From a technical standpoint, we will build on the capabilities of Sustainable Collection Services to further analyze WorldCat and help libraries make the decisions needed on where and what print to keep for a national collection. Capabilities from our resource sharing services will be leveraged to allow for new resource sharing practices that reflect network-level commitments and resources. OCLC’s recent investments in state-of-the-art analytics capabilities helps guide us as we build new services so libraries can make decisions for cooperative collection development. And this will all happen on the WorldShare platform, which is already used by hundreds of libraries for cataloging and ILL services.

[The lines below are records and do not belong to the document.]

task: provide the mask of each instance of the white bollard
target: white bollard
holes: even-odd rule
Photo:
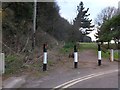
[[[113,49],[110,50],[110,59],[111,59],[112,62],[114,61]]]
[[[78,67],[78,52],[76,45],[74,45],[74,68]]]
[[[43,52],[44,52],[44,57],[43,57],[43,71],[47,70],[47,45],[43,44]]]
[[[4,53],[0,54],[0,73],[1,74],[5,73],[5,54]]]
[[[101,65],[101,47],[100,44],[98,44],[98,66]]]

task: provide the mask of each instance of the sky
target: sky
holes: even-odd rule
[[[60,7],[60,15],[67,19],[70,23],[77,15],[77,6],[81,1],[83,1],[85,9],[89,8],[88,14],[89,18],[92,19],[94,24],[95,18],[105,7],[114,6],[118,8],[118,2],[120,0],[56,0],[58,6]],[[93,31],[89,36],[92,40],[95,40]]]

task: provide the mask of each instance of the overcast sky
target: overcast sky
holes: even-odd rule
[[[81,1],[83,1],[85,9],[89,8],[88,13],[90,13],[89,18],[94,20],[102,9],[108,6],[114,6],[118,8],[118,2],[120,0],[56,0],[58,6],[60,7],[60,15],[72,22],[77,15],[77,6]],[[93,40],[95,32],[91,33],[90,36]]]

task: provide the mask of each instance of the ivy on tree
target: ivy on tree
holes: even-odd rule
[[[91,25],[91,21],[89,20],[88,16],[90,14],[88,13],[89,8],[87,10],[84,10],[84,4],[83,2],[80,2],[79,6],[77,6],[77,16],[73,20],[73,25],[76,29],[79,29],[83,35],[89,34],[91,31],[93,31],[94,25]]]

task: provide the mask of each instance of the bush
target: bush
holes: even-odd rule
[[[5,58],[5,74],[18,72],[23,64],[21,57],[17,55],[8,55]]]

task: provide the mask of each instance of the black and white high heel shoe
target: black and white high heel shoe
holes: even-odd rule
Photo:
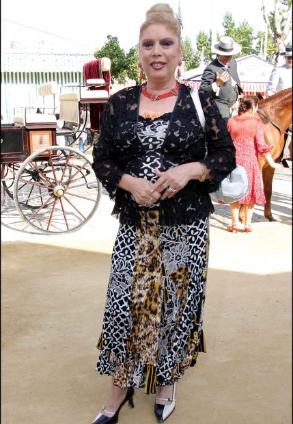
[[[171,398],[164,397],[156,397],[156,403],[154,404],[154,414],[156,416],[156,419],[158,423],[163,423],[167,420],[168,416],[170,416],[171,414],[175,409],[175,391],[176,391],[176,383],[174,382],[173,385],[173,394]],[[156,403],[156,401],[169,401],[169,405],[160,405]]]
[[[116,424],[116,423],[118,422],[119,412],[124,403],[128,401],[129,406],[131,406],[131,408],[135,408],[135,405],[133,403],[134,393],[135,389],[133,387],[128,387],[124,400],[122,403],[120,403],[120,406],[115,412],[108,411],[108,410],[107,410],[103,406],[102,410],[99,412],[99,414],[98,414],[92,424]],[[109,415],[111,415],[111,416],[106,416],[106,415],[104,415],[104,412],[107,412]]]

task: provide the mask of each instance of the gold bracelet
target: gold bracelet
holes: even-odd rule
[[[199,183],[204,183],[206,180],[206,169],[201,162],[199,162],[199,163],[201,167],[201,176],[198,178],[198,181]]]

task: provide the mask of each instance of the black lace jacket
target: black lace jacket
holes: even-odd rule
[[[137,134],[141,85],[123,89],[113,94],[104,111],[100,136],[94,146],[94,170],[115,200],[113,213],[122,223],[139,225],[141,207],[132,195],[116,187],[128,164],[143,155]],[[211,180],[191,180],[180,191],[160,203],[163,225],[189,224],[214,211],[209,193],[236,167],[235,148],[218,107],[207,92],[199,90],[206,118],[206,131],[199,122],[190,94],[190,88],[180,84],[162,146],[161,170],[175,164],[199,161],[209,169]],[[145,208],[148,210],[148,208]]]

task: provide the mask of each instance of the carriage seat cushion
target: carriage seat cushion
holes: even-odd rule
[[[39,96],[54,96],[58,92],[58,85],[55,81],[41,84],[38,89]]]
[[[101,85],[104,85],[106,84],[104,79],[103,79],[102,78],[92,78],[90,79],[87,79],[86,83],[89,85],[100,84]]]
[[[109,93],[107,90],[81,90],[81,101],[85,99],[94,100],[96,98],[109,98]]]
[[[48,114],[27,114],[27,122],[25,115],[14,115],[13,122],[16,127],[23,127],[26,124],[56,124],[57,120],[55,115]]]
[[[100,61],[102,72],[108,72],[111,69],[111,60],[109,57],[102,57]]]
[[[79,101],[79,93],[75,93],[73,92],[70,92],[67,93],[61,93],[59,95],[59,100],[62,101],[67,102],[73,102],[73,101]]]

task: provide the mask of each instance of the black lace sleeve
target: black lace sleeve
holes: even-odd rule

OCLC is providing a new approach for building and managing libraries’ collective collection. Click To TweetOne such innovation we have recently announced is a shared print registration service that expands our shared print capabilities and enables libraries to preserve unique content by identifying protected monograph titles in shared print initiatives using WorldCat. A streamlined process of registering retention commitments will make the shared collection available and help it grow much more quickly.
This new capability will be included in a full OCLC cataloging subscription at no extra charge.
Continually reinventing the collective collection
For five decades, WorldCat supported libraries as they built their print collections … and it’s now becoming a vital tool as we begin to reconfigure these print collections and operationalize a new collective collection across consortia, across regions, and ultimately across countries.
We are excited about this vision and I invite you to view a short video with more details about our plans. Working together, we can significantly accelerate our efforts in collection management and shared print projects.
In the coming months, we will reach out to involve the community in a dialogue to help build this future. Together, we can make sure that the collective collection grows and changes to support libraries and the communities they serve over the next fifty years.